From gain- +‎ stay (to stand). Compare gainstand.

Verb[edit]

gainstay (third-person singular simple present gainstays, present participle gainstaying, simple past and past participle gainstayed)

  1. (transitive) To stand against or in opposition to; resist; oppose.
    • 1983, Bill McAdoo, Pre-Civil War Black Nationalism:
      Among the diversity of opinions that are entertained in regard to physical resistance, there are but a few found to gainstay that stern delcaration.
    • 1998, Randall Roorda, Dramas of solitude: narratives of retreat in American nature writing:
      But this stance informs the way I regard the student essays I surveyed earlier, my belief that however challenging I may be in provoking interpretations of Thoreau, I ought not to gainstay my students' own Thoreauvian productions, ...
    • 2004, William Hill, Wizard Sword:
      " [...] Then I dare not gainstay you, Devin.
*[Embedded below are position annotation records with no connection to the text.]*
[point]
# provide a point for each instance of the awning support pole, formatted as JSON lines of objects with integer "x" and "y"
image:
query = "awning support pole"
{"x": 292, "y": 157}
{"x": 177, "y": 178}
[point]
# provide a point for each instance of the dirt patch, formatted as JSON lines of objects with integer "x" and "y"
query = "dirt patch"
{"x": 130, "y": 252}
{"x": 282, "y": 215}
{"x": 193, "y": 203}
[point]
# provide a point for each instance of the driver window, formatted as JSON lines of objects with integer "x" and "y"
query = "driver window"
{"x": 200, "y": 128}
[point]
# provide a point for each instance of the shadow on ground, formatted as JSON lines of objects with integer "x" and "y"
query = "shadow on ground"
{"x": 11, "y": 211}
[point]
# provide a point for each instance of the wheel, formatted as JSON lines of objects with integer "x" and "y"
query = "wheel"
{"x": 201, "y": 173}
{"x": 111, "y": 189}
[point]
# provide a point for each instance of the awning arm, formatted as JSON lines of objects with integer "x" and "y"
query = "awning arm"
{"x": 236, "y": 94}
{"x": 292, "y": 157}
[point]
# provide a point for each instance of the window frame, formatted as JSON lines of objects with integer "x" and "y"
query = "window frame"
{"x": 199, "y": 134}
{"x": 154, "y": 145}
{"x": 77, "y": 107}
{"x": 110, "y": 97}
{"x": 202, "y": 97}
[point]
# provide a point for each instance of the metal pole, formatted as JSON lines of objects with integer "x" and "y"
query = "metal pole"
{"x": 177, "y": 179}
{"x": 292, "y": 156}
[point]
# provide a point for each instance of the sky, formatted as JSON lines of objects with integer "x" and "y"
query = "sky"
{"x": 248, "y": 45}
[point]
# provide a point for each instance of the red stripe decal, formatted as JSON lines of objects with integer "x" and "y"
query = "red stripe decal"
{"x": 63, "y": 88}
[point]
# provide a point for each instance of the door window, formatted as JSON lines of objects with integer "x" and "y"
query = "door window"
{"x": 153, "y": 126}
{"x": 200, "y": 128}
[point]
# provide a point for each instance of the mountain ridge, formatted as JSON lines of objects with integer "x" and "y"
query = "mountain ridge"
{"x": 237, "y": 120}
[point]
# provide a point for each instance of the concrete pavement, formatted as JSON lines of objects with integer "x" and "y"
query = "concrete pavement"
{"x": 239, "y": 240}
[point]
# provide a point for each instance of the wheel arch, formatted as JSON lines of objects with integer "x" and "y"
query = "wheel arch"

I just wish to bring out the best in such a noble son of Zenn-Ra."
  2. (transitive) To deny (the right to); deprive (of).
    • 1926, Theosophical Society (Madras, India), The Theosophist:
      [...] it was intended to be, a living fire of force in the world that cannot be gainstayed and which no storms can shake.
    • 1998, Nancy Ann Watanabe, Love eclipsed: Joyce Carol Oates's Faustian moral vision:
      An illiterate woman, Mai-ch'en's wife is not gainstayed the benefit of the doubt.